■成長戦略
フェイスネットワークは中期経営計画「NEXT VISION 2029」を策定しており、「東京に真の不動産価値を届ける」をミッションに掲げ、「真の不動産価値」の創造を軸に事業を拡大する方針である。物件価値、オーナーにとっての価値、入居者にとっての価値、さらには社会に向けた価値を創出し続けるため、新たな挑戦を継続する考えである。具体的な収益性指標としては、2029年3月期に売上高50,000百万円、経常利益7,500百万円を計画している。また、中期経営計画の期間を通じてROE30%以上を維持する方針であり、高い資本効率を重視した経営を継続する。加えて、配当性向35%以上を目標とし、新たに累進配当を導入することで株主還元の強化も進める。KPIとしては、年間竣工棟数25棟、物件平均単価19億円、売上総利益率25%以上を掲げている。開発棟数の拡大と大型化を推し進めながら、高付加価値物件の提供による高収益体制を維持する方針である。
(1) 成長戦略基本方針
同社は、独自のビジネスモデルを軸に、ビジネスサイクルを高効率で回転させる成長戦略を推進する。新築一棟RCマンションを中心に、城南3区を重点エリアとし、開発から設計、施工、販売、管理までを一貫して行うワンストップサービス体制の強みを生かし、企業価値の持続的な向上を目指す方針である。
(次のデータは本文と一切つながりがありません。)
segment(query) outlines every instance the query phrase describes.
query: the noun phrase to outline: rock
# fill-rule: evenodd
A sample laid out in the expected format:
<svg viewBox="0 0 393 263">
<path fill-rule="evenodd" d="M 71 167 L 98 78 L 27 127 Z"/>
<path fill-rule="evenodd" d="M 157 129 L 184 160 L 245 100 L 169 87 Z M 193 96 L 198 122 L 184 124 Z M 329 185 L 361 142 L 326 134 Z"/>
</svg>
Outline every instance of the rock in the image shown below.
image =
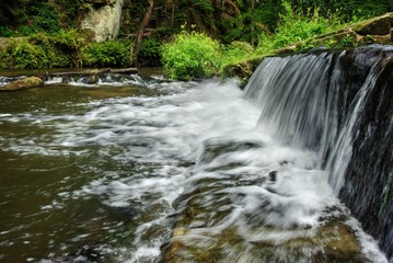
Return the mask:
<svg viewBox="0 0 393 263">
<path fill-rule="evenodd" d="M 391 30 L 391 16 L 388 13 L 382 16 L 373 18 L 356 24 L 352 28 L 360 35 L 388 35 Z"/>
<path fill-rule="evenodd" d="M 124 0 L 108 1 L 107 5 L 101 5 L 91 10 L 82 20 L 81 27 L 94 33 L 95 42 L 114 39 L 118 35 Z"/>
<path fill-rule="evenodd" d="M 24 79 L 12 81 L 4 87 L 0 88 L 0 91 L 16 91 L 30 88 L 36 88 L 44 84 L 44 81 L 37 77 L 27 77 Z"/>
</svg>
今後は、年間40~50棟のプロジェクト進行を目指し、開発棟数及び物件規模の拡大を進める。また、物件価値の最大化に向け、唯一無二のデザイン性や居住性に加え、「住むだけで健康になれる体験価値」を備えた空間づくりを推進し、モノづくりへのこだわりを強化する。さらに、営業、施工、デザイン部門を中心に優秀な人材の確保と育成を進めるほか、金融機関との連携強化や新ブランド展開による販売力・ブランド力向上にも取り組む。加えて、セールスプロモーションやブランド認知向上施策に注力する。
(2) 高効率経営の推進
2026年3月期のROEは32.4%であった。純利益率は10.9%を確保しており、唯一無二の物件価値の創出や、ワンストップサービスによるコスト抑制力、さらに高い入居率と安定した収益実績を背景とした価格決定力などが、収益性の向上につながっている。また、総資本回転率は1.02回転となった。中低層物件の開発による短い開発期間や、開発から販売までを一貫して手掛ける体制が生み出す開発スピードが、高い資本効率を支えている。財務レバレッジは2.9倍であり、自己資本比率30%以上を維持しながら、約30行の金融機関との安定した取引を背景に、借入金を有効に活用した財務運営を行っている。中期経営計画「NEXT VISION 2029」の期間においても、ROE30%以上、純利益率10%前後、総資本回転率1回転前後、財務レバレッジ3倍前後の水準を維持しながら、2029年3月期に経常利益を7,500百万円へと拡大する方針である。